Now, we all know that two-thirds of suburban women are not single – this was a group that was seeking community. I was delighted to see them exchanging phone numbers and signing up for the Transition Network affiliate that had sponsored my talk.

The “singles” conversation reminded me of a reply to my website invitation to write me about what Second Adulthood is like. A woman named Kate referred to her former spouse as her “WASband.” First, the editor in me mentally corrected the typo; then I laughed out loud. That laugh was just the most recent taste of the nourishment we get from helping each other define and manage this new stage of life we are going through.

Here is more from Kate and a few of my other correspondents on the subject of the changes in their lives:

Kate:
I have gone from thinking I would be one of the Married-with-secure-life-style type of woman to a totally unknown Figure-it-out-as-you-go single. My wasband of 28 years told me he was not having a “midlife crisis” he was having a “midlife AWARENESS.” Well that awareness turned out to be named Vicki. Old story… new life …for me. That has begun quite a path to a new and different awareness … of myself as a person; as a dating single; as a divorced mother with grown children who have questioned and decided to blame; to deciding what it truly means to reinvent your life.

I started dating, went into a serious four-year relationship, followed my intuition and left that. I am 55 and it is time to breathe deeply and fully… and learn to do that on a daily basis.

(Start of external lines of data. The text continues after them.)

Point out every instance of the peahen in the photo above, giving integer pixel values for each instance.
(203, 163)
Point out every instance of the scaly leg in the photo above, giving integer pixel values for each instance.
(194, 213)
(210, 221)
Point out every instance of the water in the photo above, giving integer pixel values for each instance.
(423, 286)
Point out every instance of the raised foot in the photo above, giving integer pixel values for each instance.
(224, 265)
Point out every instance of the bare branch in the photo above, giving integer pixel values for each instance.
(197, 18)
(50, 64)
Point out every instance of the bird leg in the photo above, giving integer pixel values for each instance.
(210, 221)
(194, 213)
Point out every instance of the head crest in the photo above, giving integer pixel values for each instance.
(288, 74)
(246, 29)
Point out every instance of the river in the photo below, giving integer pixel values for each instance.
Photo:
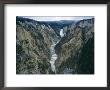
(53, 54)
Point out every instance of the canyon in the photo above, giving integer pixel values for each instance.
(57, 47)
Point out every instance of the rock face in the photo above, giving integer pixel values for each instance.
(75, 51)
(33, 42)
(40, 49)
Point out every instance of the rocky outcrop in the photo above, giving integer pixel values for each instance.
(33, 42)
(75, 51)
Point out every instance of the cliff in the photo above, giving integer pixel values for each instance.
(33, 41)
(76, 49)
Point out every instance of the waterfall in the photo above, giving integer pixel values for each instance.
(61, 33)
(53, 54)
(53, 57)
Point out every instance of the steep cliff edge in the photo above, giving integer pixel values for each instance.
(75, 51)
(33, 42)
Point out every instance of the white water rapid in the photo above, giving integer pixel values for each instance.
(54, 55)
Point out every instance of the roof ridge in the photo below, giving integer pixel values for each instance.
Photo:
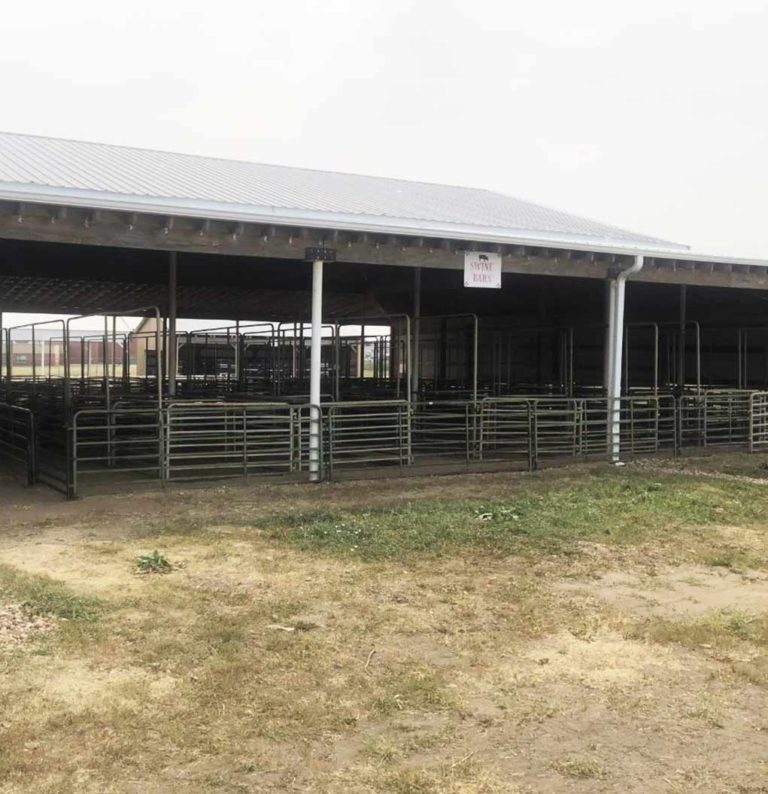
(240, 180)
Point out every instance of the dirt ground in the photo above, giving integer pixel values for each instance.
(261, 664)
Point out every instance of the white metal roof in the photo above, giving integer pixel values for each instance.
(75, 173)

One of the difficult things for me is the fact that although I have a wonderful, loving, caring circle of friends, they are all married. At my age it is difficult to find women who are single that are on the irreverent edge of life. There is SO much to go and do …and laugh about … and have a “fuck it” attitude one day, yet be available to walk the traditional path other days.

Barb:
You talk about those things we can change or just have to accept, but I do want you to know that a leaky bladder is not one of them. In fact, I left my 18-year career as a regular gynecologist to become a subspecialist in a new area of GYN called urogynecology that treats that area especially. I love working with (and hanging out with) women my age and up.

Maree:
I am now 58 and have been, for a few years, aware that if I want to grow, especially spiritually, I have to let go of concern about acquiring any more money. Slowly I am making some progress at living without the hangover of preoccupation about money. … As long as I have enough to visit my kids who live interstate and overseas, then I don’t need any more money.

Mary:
Money is still important to me, but I don’t have the drive to buy clothes and accessories like I used to. It is more likely because I don’t have a lot of places to wear them. I can repeat, since I am seldom with the same group.

Mary Louise:
Fifteen years ago (is that possible?) I met and started dating a man, and we have been dating ever since!!! No marriage, just dating…. He doesn’t want to get married and neither do I… “Once was enough” we both say, and as surely as fish swim in the water, if we got married with would last about three months, if that long!!! It’s something about having one’s own space and being in control of it and one’s own life without having to answer to anyone.

Norma:
Being unemployed for the first time in my life at age 53 hurt. Hurt even worse, as my resume and cover letter got me into interviews, even repeats, then having to come to realize no one seemed to want to hire someone as “experienced” as I. (One time after interviewing for a job, an ad popped up in a local paper for that exact job, now spelling out they were looking for someone with 5-10 years of experience – not my 20+ years experience). I was lucky to finally find another job a year later, through an employment agency, by doing a temporary stint, then ultimately getting hired at a school at a low level position. I have the summers off without pay but am able to keep the insurance going for a modest monthly fee. So I decided to accept this new situation (albeit not by my choosing) as having my life “reinvented” to enjoy the summers off for the freedom this offers; started watercolor painting and doing some quilting, along with taking short trips to the Maine coast.

Carole:
Frequently, lapsed friendships are due to different life paths at different times. However, those same friendships pick right up again where they left off, as our life paths converge again at future points. This too is an inspiring and amazing turn of events in our lives.

Audrey:
Here comes the next stage. We have lost many of our family and friends over the past few years, and each time a friend dies, it is so much of your own life’s memories that die with them. It seems to me that part of mourning erodes one’s own identity……Conversely this also has a dramatic effect. You say to yourself: I am still alive; I should not waste this life I have – which is a good sense to have.